The Grocery Manufacturers Assn., Washington, and New York-based PriceWaterhouseCoopers tested that thesis. Their 2009 Financial Performance Report found that many CPG companies did, in fact, perform well in 2008, albeit on a relative basis.
With shareholder returns down by “just” 20 percent, the food sector had the best performance among the three major CPG sectors: beverage, food, and household products. Sales grew by a robust 10 percent, evidence that consumers are increasingly cooking and eating at home, although with a preference for value-oriented products. Luckily, many CPG companies’ portfolios include a broad swath of brands, and in 2008 investors rewarded these companies for their product diversification.
Few would have guessed this success would come amidst 2008’s sobering economic facts. There was the biggest drop in consumer confidence since the Consumer Confidence Index was created; the disappearance of the investment bank as a business model; government bailouts of the financial services industry and bailouts and bankruptcies in the auto industry; double-digit declines in nationwide housing prices; and skyrocketing unemployment.
And there is one new fact about the American consumer that stands out: After years of mass consumption, consumers moved by the end of 2008 to save more than 4 percent of their disposable income, the highest rate since January 2004. Clearly, things have changed for American consumers and for CPG companies.

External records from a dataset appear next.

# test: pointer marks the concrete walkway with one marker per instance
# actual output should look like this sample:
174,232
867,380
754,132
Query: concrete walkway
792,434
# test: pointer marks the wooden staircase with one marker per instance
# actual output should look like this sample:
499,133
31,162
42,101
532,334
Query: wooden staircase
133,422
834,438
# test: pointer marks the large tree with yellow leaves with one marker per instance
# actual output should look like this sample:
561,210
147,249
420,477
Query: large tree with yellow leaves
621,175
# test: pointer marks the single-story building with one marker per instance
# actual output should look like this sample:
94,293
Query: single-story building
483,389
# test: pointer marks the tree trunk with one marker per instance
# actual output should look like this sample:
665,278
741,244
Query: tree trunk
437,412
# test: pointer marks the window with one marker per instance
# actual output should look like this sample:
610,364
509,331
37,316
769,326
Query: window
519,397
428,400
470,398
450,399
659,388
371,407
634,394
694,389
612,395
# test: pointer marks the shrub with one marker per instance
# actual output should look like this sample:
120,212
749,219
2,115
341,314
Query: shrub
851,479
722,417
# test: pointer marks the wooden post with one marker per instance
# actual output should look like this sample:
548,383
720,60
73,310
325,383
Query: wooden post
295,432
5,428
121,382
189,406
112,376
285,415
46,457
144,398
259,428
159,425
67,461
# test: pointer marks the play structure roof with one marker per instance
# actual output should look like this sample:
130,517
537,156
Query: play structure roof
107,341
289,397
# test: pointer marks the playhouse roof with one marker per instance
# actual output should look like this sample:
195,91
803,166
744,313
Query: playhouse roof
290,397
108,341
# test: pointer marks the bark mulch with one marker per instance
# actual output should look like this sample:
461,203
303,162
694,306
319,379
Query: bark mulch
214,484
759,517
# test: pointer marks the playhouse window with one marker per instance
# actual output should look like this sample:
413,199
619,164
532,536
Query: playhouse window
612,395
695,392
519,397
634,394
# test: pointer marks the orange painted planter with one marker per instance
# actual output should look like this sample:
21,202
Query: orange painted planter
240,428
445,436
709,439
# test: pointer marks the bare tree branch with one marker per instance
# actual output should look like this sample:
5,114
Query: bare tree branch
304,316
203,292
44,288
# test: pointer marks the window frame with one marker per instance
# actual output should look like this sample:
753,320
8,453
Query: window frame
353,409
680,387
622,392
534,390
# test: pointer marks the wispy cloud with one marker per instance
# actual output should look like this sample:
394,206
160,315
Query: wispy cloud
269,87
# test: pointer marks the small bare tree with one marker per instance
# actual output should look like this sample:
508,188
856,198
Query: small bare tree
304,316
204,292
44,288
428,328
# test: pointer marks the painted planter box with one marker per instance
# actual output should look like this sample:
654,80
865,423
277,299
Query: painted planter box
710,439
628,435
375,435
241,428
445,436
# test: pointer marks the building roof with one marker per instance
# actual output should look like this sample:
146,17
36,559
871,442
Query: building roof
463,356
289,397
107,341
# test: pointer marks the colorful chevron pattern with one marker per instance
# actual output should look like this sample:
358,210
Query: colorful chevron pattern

Food companies experienced flat to slightly lower median returns on invested capital, market capital and assets, and they registered significantly lower levels of free cash flow to sales than the other two major CPG sectors in 2008, as they have for the past five years. Reasons include the sector’s increasingly squeezed margins due to higher commodity prices, the consumer shift to lower-margin value products, high selling general and administrative (SG&A) expenses as a percentage of sales, necessary spending to develop new products and maintain market position and the increasing cost of debt.
Analysis revealed the top quartile of the Top Performing Companies (TPC) index was propelled by excellence in five areas: profitability, liquidity, continued spending on strategic SG&A expenses, sustained gross margins and managed debt capacity as represented by ability to cover interest payments.

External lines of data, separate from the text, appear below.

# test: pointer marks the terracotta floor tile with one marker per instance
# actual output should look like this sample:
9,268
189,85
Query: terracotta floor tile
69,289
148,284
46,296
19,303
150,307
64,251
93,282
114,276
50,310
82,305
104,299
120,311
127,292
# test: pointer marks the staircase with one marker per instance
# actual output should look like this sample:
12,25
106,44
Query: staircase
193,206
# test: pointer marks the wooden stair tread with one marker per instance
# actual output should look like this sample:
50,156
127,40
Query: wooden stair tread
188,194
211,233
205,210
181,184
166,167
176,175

Chief financial officers of nine of the largest food & beverage companies – including those from Coca-Cola, Pepsico, General Mills and ConAgra -- contributed to the GMA-PricewaterhouseCoopers report. In next month’s column, we’ll cite all nine in a special financial report on the industry.

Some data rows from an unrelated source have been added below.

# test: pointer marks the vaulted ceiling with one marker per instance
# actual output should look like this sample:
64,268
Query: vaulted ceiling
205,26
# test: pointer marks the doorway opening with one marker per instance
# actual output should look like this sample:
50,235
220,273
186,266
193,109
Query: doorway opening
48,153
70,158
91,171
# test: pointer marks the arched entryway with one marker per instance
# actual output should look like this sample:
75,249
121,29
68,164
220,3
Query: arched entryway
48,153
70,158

“What differentiated the most successful companies was they reacted most effectively to the common themes and issues in 2008,” says Herb Walter, retired partner in PricewaterhouseCoopers’ Retail and Consumer Advisory Practice. “The issues were the economy, the value proposition where consumers expect more value for their dollar and a shift toward more value-oriented food products. Combine those with the trend of eating at home rather than out. Consumers looked for value and easier-to-cook, convenient options for their meals at home.”
Business performance in food manufacturing took on new meaning in this economy, Walter points out. “There was the cost-consciousness of production, cost of ingredients, cost of delivery and certainly the cost of transportation. They weren’t talking about bringing a good product to market; it was about the efficiencies and production costs to get product to market and the price volatility of ingredients.”
Walters thinks that will continue for many, many months to come. “It’s not just the beginning and end of the recession; it’s an evolution as we work on the challenges of the economic issues the country is facing,” he says. “The business side was a critical factor for the successful companies. They had the systems, processes and agility to respond and to deliver value and convenience. Behind the scenes, they had to execute on their business proposition.”
Along those lines is capital management. “Successful companies not only managed their production processes, they managed their balance sheet and capital well. [They] understood their debt load, timing of their debt offerings, managed their debt equity and working capital so they could manage their cash flow. Put those pieces together and it really differentiates successful CPG companies, and that is especially true in the food business.”
There certainly were many challenges. “Successful companies with iconic brands retrenched to focus on those brands, because those are the brands and products that, when worked properly from the marketing and messaging point of view, connect best with consumers,” explains Walter. “There was a lot less discussion this year about innovations and new products.” Rather, it was bringing products and messages responsive to consumer interests. “Those include sizing, eat-at-home demand, different ingredients in terms of convenience and flavoring with value formulations and value messaging,” he adds.
President Obama’s chief of staff, Rahm Emanuel, said in fall 2008, “You never want a serious crisis to go to waste.” This final quarter of 2009 represents a golden opportunity for food and beverage processors to emerge from this recession stronger than they went into it.